Chief Justice Roberts said gay couples seeking to marry are not seeking to join the institution of marriage. “You’re seeking to change what the institution is,” he told Bonauto.
Roberts also said people would be more accepting of change if it was achieved through the democratic process, rather than imposed by courts. Only 11 states have granted marriage rights to same-sex couples through the ballot or the legislative action. Court rulings are responsible for all the others.
Yet the chief justice also questioned the arguments by Kentucky, Michigan, Ohio and Tennessee, four of the 14 remaining states that allow only heterosexual marriage. Those four had marriage bans upheld by the federal appeals court in Cincinnati in November, the only federal appeals court that has ruled in favor of the states since the Supreme Court 2013 ruling..
“If Sue loves Joe and Tom loves Joe, Sue can marry him and Tom can’t. Why isn’t that a straightforward question of sexual discrimination?” he asked.
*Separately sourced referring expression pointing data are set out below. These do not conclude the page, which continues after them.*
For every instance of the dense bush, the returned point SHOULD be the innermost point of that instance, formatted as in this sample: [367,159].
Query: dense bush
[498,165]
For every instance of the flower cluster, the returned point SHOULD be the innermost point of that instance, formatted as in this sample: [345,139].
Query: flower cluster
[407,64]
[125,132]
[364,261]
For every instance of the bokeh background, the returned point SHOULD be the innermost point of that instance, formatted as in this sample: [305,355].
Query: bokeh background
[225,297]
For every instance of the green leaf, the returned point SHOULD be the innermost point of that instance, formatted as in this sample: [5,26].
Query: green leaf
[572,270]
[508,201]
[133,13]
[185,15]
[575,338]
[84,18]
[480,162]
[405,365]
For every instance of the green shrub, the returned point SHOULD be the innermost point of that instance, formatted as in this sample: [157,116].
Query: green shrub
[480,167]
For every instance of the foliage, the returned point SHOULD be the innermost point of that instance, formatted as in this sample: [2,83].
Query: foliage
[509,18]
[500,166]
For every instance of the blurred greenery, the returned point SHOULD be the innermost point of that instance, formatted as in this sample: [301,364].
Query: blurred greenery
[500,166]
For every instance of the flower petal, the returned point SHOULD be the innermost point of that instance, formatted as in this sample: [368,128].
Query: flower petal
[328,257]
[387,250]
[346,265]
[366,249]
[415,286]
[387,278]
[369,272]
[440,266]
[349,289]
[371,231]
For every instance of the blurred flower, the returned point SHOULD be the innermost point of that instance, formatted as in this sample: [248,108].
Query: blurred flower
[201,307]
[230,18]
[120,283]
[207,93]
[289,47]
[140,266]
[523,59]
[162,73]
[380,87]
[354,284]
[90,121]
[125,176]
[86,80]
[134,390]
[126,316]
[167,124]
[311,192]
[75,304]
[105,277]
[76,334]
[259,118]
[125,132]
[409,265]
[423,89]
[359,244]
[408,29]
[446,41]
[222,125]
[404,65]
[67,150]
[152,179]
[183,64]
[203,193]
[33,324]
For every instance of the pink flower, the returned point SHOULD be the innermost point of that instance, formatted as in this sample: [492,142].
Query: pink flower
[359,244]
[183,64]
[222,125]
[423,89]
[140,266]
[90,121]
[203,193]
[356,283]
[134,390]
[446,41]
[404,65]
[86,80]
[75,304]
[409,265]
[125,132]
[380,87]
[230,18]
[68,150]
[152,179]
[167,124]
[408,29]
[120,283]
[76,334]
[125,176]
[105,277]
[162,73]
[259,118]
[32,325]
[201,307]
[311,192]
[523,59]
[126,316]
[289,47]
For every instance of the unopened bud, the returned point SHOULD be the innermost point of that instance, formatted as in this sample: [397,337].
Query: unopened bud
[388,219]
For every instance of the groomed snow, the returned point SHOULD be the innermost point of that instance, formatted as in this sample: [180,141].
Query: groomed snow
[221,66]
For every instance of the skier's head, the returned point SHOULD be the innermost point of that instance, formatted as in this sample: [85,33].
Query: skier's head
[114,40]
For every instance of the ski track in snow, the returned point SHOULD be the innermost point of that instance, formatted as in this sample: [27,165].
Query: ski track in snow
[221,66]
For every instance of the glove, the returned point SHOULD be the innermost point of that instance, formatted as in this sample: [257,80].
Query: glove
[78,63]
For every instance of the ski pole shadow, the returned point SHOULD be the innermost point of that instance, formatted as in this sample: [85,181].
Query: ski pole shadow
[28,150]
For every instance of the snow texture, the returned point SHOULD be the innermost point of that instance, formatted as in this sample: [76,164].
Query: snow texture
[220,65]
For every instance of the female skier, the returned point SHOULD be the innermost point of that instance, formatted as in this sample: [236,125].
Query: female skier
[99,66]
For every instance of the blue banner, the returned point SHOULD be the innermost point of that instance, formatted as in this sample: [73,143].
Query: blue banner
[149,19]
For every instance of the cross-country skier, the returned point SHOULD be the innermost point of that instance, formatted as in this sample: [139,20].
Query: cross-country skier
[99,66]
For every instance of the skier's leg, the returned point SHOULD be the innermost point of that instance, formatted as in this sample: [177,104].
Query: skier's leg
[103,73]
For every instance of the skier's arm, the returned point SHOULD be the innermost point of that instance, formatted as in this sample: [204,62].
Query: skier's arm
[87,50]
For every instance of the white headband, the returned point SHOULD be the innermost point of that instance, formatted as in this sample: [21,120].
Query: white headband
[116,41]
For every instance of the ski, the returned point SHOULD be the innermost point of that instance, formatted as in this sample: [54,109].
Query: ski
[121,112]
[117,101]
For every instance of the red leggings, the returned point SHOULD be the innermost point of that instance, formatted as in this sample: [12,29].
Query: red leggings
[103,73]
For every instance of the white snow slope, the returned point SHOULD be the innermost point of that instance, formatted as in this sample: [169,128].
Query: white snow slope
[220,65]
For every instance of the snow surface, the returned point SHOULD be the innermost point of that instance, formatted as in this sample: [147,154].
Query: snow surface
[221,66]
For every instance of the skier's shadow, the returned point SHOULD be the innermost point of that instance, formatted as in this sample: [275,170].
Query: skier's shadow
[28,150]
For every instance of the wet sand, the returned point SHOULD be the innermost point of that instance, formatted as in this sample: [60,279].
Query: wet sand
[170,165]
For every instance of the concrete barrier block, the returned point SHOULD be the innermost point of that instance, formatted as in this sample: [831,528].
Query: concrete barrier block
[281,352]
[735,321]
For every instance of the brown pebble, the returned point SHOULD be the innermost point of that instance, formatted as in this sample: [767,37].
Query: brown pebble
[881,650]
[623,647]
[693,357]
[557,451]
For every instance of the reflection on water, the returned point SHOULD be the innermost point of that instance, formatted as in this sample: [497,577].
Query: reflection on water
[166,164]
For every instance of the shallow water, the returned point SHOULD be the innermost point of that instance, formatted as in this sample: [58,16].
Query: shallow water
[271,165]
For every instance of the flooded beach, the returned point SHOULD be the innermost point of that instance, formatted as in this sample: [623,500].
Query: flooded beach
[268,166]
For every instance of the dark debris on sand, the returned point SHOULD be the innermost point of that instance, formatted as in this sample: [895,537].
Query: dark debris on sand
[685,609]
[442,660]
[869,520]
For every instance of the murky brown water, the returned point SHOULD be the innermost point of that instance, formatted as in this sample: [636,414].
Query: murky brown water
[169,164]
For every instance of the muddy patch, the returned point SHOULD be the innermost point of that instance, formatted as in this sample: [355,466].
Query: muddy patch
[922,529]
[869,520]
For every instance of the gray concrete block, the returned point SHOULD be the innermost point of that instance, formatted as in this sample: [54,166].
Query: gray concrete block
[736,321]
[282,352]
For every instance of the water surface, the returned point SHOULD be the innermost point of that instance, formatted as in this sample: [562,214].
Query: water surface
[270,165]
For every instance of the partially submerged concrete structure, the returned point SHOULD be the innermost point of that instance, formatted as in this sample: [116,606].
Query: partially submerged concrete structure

The session was interrupted once by a protester who yelled that supporters of gay marriage “will burn in hell.” He was removed by security.
In the last part of the session, devoted to whether states have to recognize same-sex marriages from elsewhere, both Kennedy and Roberts directed skeptical questions to a lawyer for same-sex couples, Douglas Hallward-Driemeier.
Why should one state “have to yield” in recognizing a marriage from another state? Kennedy asked.
And Roberts suggested that states’ rights would be undermined if residents of states that forbid same-sex unions could get married elsewhere, then return home and demand recognition.
“One state would basically set the policy for the entire nation,” he said.